Chronique du 15 novembre 2003 (2)

Si la capacité hôtelière stagne à Saint-Pierre et Miquelon, force est de constater que la prison avec ses sept cellules affiche complet en ce mois de novembre 2003, au point qu’une extension pour deux capacités d’accueil supplémentaires est programmée. Une récente affaire de trafic de cocaïne est venue assurer le plein du bubon carcéral de notre microcosme insulaire.

Attrait de l’argent facile dans un contexte frontalier ? Dérive inéluctable de nos sociétés si facilement qualifiées d’avancées ? Perte de repères ? Frange déboussolée ou mal plus profond ? Nature des produits illicites et échelle du trafic mériteraient réflexion, mais celle-ci est étouffée faute d’information suffisante susceptible de donner lieu à des débats de fond. L’« interdit » n’a jamais empêché les transgressions ; sans doute faut-il plus que jamais jeter un regard sur la société que l’on s’invente et qui induit si souvent la quête de « paradis artificiels », sans oublier la recherche du profit par des gens sans scrupules sur le dos des plus fragiles. Le prix d’un kilo de cocaïne a de quoi faire phosphorer le quêteur de rutilance.
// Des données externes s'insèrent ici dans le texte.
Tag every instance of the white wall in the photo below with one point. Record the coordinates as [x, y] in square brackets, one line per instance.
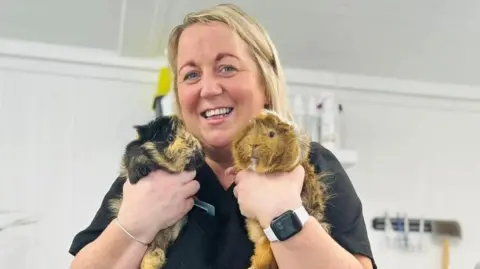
[63, 127]
[60, 153]
[418, 156]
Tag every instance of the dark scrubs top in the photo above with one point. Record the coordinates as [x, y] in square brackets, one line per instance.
[221, 242]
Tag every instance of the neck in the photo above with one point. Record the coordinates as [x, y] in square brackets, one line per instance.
[219, 161]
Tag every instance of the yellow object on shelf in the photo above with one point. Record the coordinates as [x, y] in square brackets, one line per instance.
[163, 88]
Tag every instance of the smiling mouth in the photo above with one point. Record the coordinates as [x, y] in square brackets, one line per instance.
[217, 112]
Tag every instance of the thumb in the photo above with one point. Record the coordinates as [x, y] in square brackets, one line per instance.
[230, 171]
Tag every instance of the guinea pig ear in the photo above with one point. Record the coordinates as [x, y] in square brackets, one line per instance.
[141, 130]
[303, 141]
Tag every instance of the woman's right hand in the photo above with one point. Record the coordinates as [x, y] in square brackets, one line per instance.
[156, 202]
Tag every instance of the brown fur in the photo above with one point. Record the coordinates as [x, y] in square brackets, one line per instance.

La gendarmerie souhaiterait, nous a-t-on dit sur les ondes de RFO, récupérer pour son propre usage l’espace occupé par la prison. Ne faudra-t-il pas envisager l’inverse, si l’on suit le cours des choses ? La floraison des képis n’a jamais été garante de l’équilibre des âmes.

Et si l’on considère l’extension de la prison comme une impérieuse nécessité, c’est bien qu’il y a quelque chose de faisandé au pays de la morue verte.